The second challenge was costuming. With costumer Kristen Smith's blessing, I was given free reign in designing the costumes for my two characters. One reason was pragmatic. Anyone who has ever met me knows I'm very short -- about 4 feet, two inches tall -- and squat. Any costume ANTIC would have had on hand would have needed a massive rebuilding to fit me. But I always wanted to try my hand at designing my own costumes. I've been told I have a good eye for design. I designed my junior year high school homecoming formal dress and won first place in a small paper doll dress design contest two years in a row.
There is one hitch, though: I'm good at design. My sewing skills are another story. I can sew on a button. I can patch a rip. I can sew a slow, straight line on a sewing machine with close supervision without sewing my fingers together or doing (much) harm to the sewing machine.
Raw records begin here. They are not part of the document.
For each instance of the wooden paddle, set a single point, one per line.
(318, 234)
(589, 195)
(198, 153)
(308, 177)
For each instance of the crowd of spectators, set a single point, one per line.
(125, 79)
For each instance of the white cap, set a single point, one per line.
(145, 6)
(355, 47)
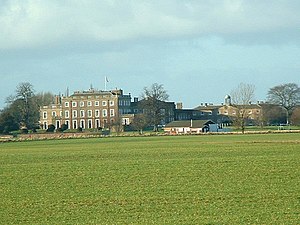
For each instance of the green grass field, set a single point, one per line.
(222, 179)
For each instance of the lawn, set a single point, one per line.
(209, 179)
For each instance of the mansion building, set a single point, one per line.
(87, 110)
(94, 109)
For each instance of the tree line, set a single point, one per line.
(22, 110)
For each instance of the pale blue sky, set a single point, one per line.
(199, 49)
That's the extent of my sewing skills. Thankfully, I have a handy phone number to call when I encounter a situation such as this, and I dialed it as soon as I knew that I'd need help.
"Hi, Mom? Can you help me sew my costumes for the play?"
I love my mother. Unlike me, she's very adept with sewing and she's a good sport when it comes to my hare-brained schemes. She agreed to help me out. I even offered to try to sew the dresses myself, but she pointedly ignored this. Just as well, because what little sewing I did do -- a couple loose-stitched accessories I attached to the aunt's dress as decoration -- was slow, laborious and a bit frustrating (I did finish, though, and the result turned out rather well considering I'm all thumbs with a sewing needle). Sewing a whole dress would have led to blood, sweat, tears and not a little swearing.
The first dress mom gave me was actually an old one she had made for herself that was just the right cut and length. I am using this dress for the sister. I took the dress, bleached it to try to lighten some of the patterns in the fabric panels (I had mixed results with this), and then put the dress in a strong instant coffee and water mix to make the dress more uniform (this was more successful). Some things I tried to keep in mind with the design included the time period (1815, toward the end of the Empire period), when beiges, tans, browns and lighter neutral colors were the vogue (hence the coffee bath). The sister wouldn't be poor (in the novel, the bishop Monseigneur Myriel's family is from the noble ranks), but she comes from a small town, where fancy fabrics wouldn't have been readily available. I pictured her as fashionable but conservative.
The second dress was more of a challenge. Mom made the cut similar to the first one, but with longer, looser sleeves for me to modify and a larger skirt. The second act takes place in the spring and summer of 1832, the Romance era. I think of it stylistically as a cross between the Empire and Victorian. You still see the high waist from the Empire period (although not as high), but you start to see the fuller skirts that would later become the rage in the early and mid Victorian era. Notable about this time period is the emphasis on the sleeves and shoulders -- for both men and women. As an aristocrat, the aunt would wear richer fabric (I picked a warm burnt burgundy color, similar to a shade I saw in a woman's dress I saw online in a portrait in that time period). I found a pink and silver scarf, which I loose-stitched to the back of the neckline, and I had an antique-looking necklace with pink stones I loose stitched on the front of the neckline as decoration.
Ticket and show information
Mary Kay Dente is directing the show.
Shows are Fridays and Saturdays Aug. 1 through 16, with curtain at 8 p.m. Tickets are $10 for adults, $8 for students and $6 for seniors and children under 12. This is a family-friendly production.
"Les Miserables" will be staged at Quirk Cultural Center, 1201 Grant Ave. in Cuyahoga Falls.